Where an amended application is substantially different from the original it may be treated by the board and any reviewing court as a new application. (Section 25-4, Amendment of Application)

"This is a substantially different application than what was originally filed," Leibman told the Board.

Additionally, Leibman said that the revised plans lack any information about the nature of the 24 housing units and how/if they fit into affordable housing, and include a restaurant that was not a part of the original site plan.

Referring to the incomplete nature of the application, and lack of detailed information on the proposed changes, Leibman told the Board, "You have a moving target here."

Stephen Eisdorfer, the attorney representing Hekemian, argued that the application should proceed, "We submit this is not a qualitatively different application."

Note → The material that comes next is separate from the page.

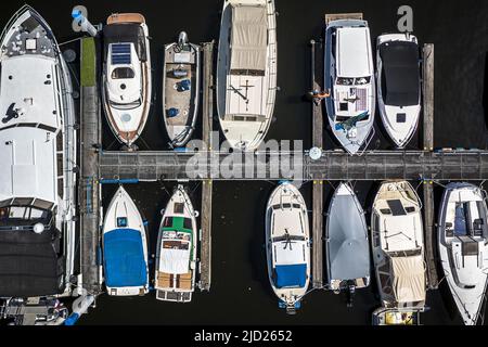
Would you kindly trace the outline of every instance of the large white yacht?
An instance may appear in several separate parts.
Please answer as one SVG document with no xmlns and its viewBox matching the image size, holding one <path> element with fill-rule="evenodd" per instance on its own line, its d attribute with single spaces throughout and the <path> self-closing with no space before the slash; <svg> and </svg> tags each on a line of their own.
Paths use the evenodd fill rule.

Eisdorfer told the Board that despite the reduction in housing units from 221 to 24, the scope of the application has not changed--it is still an application for a mixed-use development. 

"We simply downsized the residential portion," he said.

Zoning Board attorney Scott Sproviero said that in determining whether or not the revised application should be considered as a new application, the analysis must be constrained to whether or not the nature of the application has qualitatively changed what it is the applicant is asking for.

Still, Leibman pressed that there was not sufficient information for the Board to even make that determination, again questioning the restaurant and the lack of detailed information regarding the 24 housing units.

Eisdorfer said that the restaurant is no longer included in the revised plans and agreed to submit details of the housing units to the board.

Sproviero agreed that although the applicant has provided the Board with a lot of documents, the documents do not contain sufficient information.

"All we have before us is drawings," he said.

For that reason Sproviero said he had no way to determine if the proposed changes are substantial to deem a new application. 

"To think that the Board can look at this and make determinations just based on the reduction in residential units without any additional information is not okay," Sproviero told Eisdorfer.

"We need more information to determine how to move forward," Sproviero concluded.

Sproviero said that in order to proceed, Eisdorfer must submit a paper by Dec. 28, summarizing the scope of the proposed changes and a synopsis of why the revised site plan should not be considered a new application.

The hearing was adjourned until Jan. 8.